Biden’s low-key approach to the midterms, avoiding placing himself front and center in the campaign in the way Trump would have, was called “unusual” but potentially effective by political scientists and operatives. Although it is difficult to say how much he influenced any one race, the White House felt that here, too, he was once again underestimated by the media establishment.
“We were always more optimistic than you all were!” the adviser said in a text message, referencing the cavalcade of media reports about certain Republican dominance on Tuesday.
The mood in the West Wing was also exemplified by White House digital director Rob Flaherty, who shared a meme with a clip from Biden’s interview with the New York Times during the presidential campaign.
“I’m not dead,” the president says in the brief segment of the interview Flaherty posted to Twitter, “And I’m not gonna die.”
Biden remains a persistently unpopular president, with his approval rating at just 41%, according to FiveThirtyEight.
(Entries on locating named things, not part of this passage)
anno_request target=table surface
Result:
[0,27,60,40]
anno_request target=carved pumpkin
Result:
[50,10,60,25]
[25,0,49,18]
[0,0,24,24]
Every misstatement the 79-year-old president makes is parsed, whether fairly or not, as evidence of vanishing mental acuity — a narrative that the White House and Biden himself have furiously disputed. Still, concerns about whether he should run again in 2024 have only increased in volume in recent days. Even his close ally House Majority Whip Rep. James Clyburn of South Carolina — whose endorsement proved crucial to Biden during the 2020 Democratic primary — expressed hesitation about whether the president should seek reelection.
Those concerns have been attenuated, at least for now. "The nomination is Biden’s, period, and any efforts to question or undermine that, much less before he’s even made a decision, [are] only helping Trump and his allies," Jon Cowan, president of the centrist think tank Third Way told Yahoo News in an email. "He’s more than proven his ability, strength and savvy and deserves to be our 2024 nominee."
While the president has not said explicitly that he intends to run, Tuesday's generally encouraging results will likely be seen by Biden and close advisers, such as chief of staff Ron Klain, as a favorable sign.
"The candidates Democrats nominated were Biden Democrats," the Biden adviser said. "And the Biden coalition showed up for them."